Fracture immobility with or without operative fixation is essential to promote bony union. Primary bone healing can occur with rigid fixation and direct apposition of bony edges. This leads to replacement of the bony matrix without the formation of callus. In secondary bone healing, the inflammatory cascade leads to the signaling of cells responsible for callus formation, deposition of woven bone, and finally reorganization of bone in the direction of the applied load. Micro-motion at the fracture site results in secondary bone healing. Nonunion can result, if there is excessive motion.
Vascularized bone grafts can be used to promote bony union when nonvacularized grafts have failed or for primary treatment of long-gap bony defects (greater than 6 cm).1 By preserving donor osteocytes and osteoblasts, vascularized bone grafting leads to more reliable, accelerated healing, especially in traumatic or irradiated fields.2 Pedicled, vascularized bone grafts can be used, but may be limited by pedicle length, torsion, or lack of locally available donor bone. Free vascularized bone grafts have been described as purely osseous grafts, such as the medial femoral condyle (MFC), or as part of composite flap.

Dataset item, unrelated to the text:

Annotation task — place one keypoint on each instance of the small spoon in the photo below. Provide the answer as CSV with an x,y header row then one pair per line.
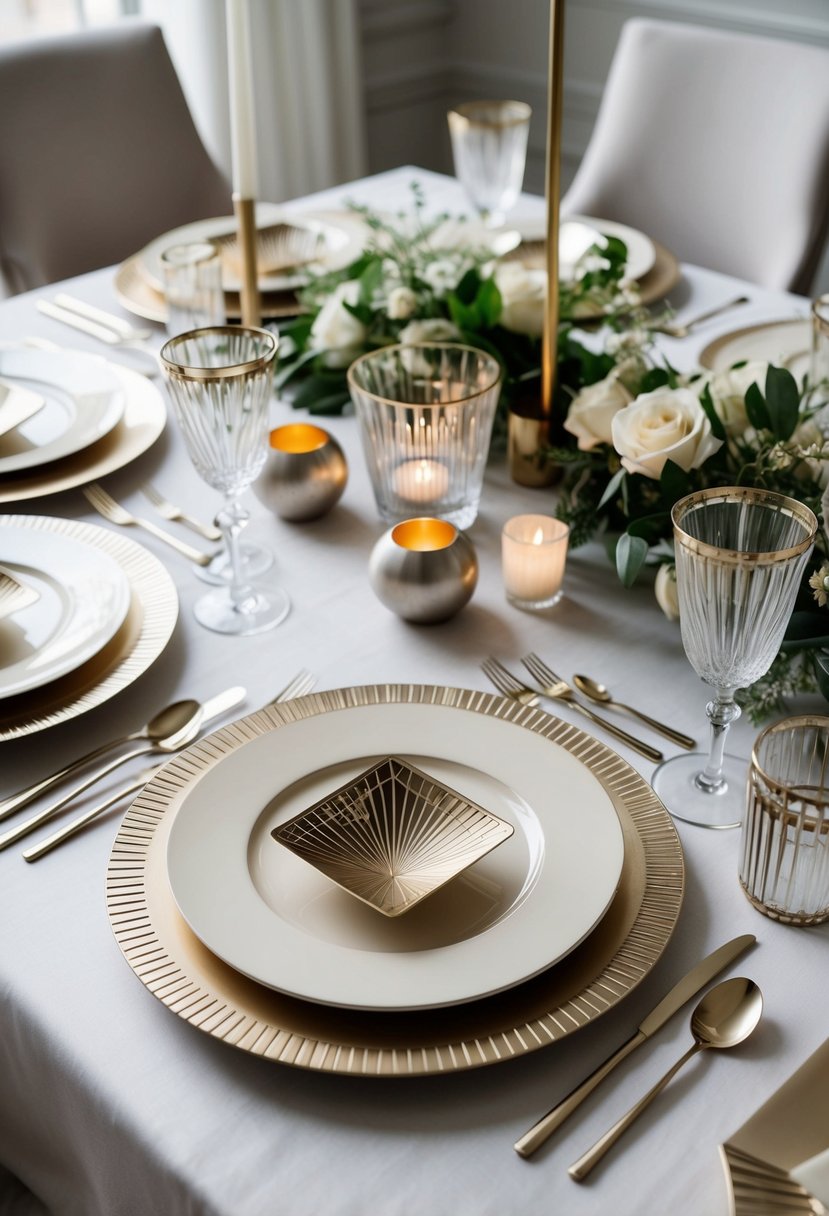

The upper arm perforator anatomy was originally investigated by Cormack and Lamberty3 in 1984, whereas Katsaros et al.4 later described the clinical application of the lateral arm osteocutaneous flap. Seven years later, Katsaros et al.4 published his experience with more than 150 lateral arm flaps where he included many modifications, demonstrating its versatility. His series included chimeric, vascularized tendon, neurosensory, fascia-fat, and osteocutaneous flaps.4 Although it was a large series, only 11 osteocutaneous flaps were included, and no outcomes were reported.
The lateral arm flap was later used as an osteocutaneous, neurotized free flap for 3 traumatic thumb injuries.5 All patients in this small series went on to union and achieved protective sensation with no flap losses. Haas et al.6 also demonstrated the use of the free osteocutaneous lateral arm flap in distal tibia, head and neck, and in thumb reconstruction. To our knowledge, there is a paucity of literature detailing the use of the lateral arm flap as a bone-only free flap.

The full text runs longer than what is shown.